Although still in their infancy, SMRT and Nanopore technologies are powerful tools to analyze the epigenome due to their ability to obtain real-time, ultra-long base calling from single-molecules without tedious sample preparation or PCR amplification.
2.2.5. DNA methyltransferase activity
Aberrant DNA methylation pattern is a hallmark of cancer, where many genes that suppress tumors are silenced by hypermethylation. The inhibition of DNA methyl transferases (DMNTs), which are the enzymes that catalyze the transfer of methyl groups to DNA, has been approved by the FDA as a cancer treatment. Hence, studying DMNT’s catalytic mechanism has great therapeutic significance.
An array-based MITOMI-style microfluidic platform was developed for the assessment of DNMT activity and screening a library of DNMT inhibitors (DNMTi)228. Fluorescently-tagged DNA probes containing one CpG methylation site were immobilized on the surface of each nanowell and closed off by the button chambers. The DNMTi pre-deposited in side chambers was then solubilized and allowed to interact with the DNMT in the nanowell around the button chamber. The button chamber was released, exposing the DNA probes to the DNMT, and then the DNA was subjected to methylation-sensitive HpaII endonuclease digestion.
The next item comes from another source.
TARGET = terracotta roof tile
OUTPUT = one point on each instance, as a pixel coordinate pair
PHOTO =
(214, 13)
Thus, a successful DNMTi would prevent the DNA methylation so the DNA would be digested and washed off, leading to loss of fluorescent signal. This allowed researchers to perform high-throughput screening of DNMTis while also being able to analyze the level of inhibition.
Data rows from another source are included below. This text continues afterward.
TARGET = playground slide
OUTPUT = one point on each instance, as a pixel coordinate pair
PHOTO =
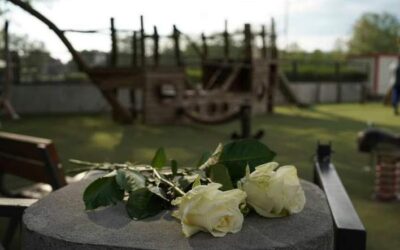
(287, 92)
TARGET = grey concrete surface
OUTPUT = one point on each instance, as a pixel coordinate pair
(60, 222)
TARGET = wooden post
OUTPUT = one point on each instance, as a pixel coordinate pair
(264, 43)
(134, 49)
(156, 54)
(175, 36)
(273, 70)
(247, 43)
(142, 44)
(226, 41)
(338, 83)
(204, 45)
(114, 46)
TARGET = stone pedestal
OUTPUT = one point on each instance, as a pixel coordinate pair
(59, 221)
2.3. Microfluidic for mapping 3D chromatin structures
In eukaryotic cells, the higher-order packing structure of nucleosomes plays crucial roles in gene regulation and cell differentiation. Methods for capturing nucleosome positioning and chromatin accessibility including MNase-seq53, DNase-seq52, ATAC-seq51, chromosome conformation capture (3C) methodology49 and its variants50, 58, 229–231, each of which provides insights into the 3D organization of chromosomes.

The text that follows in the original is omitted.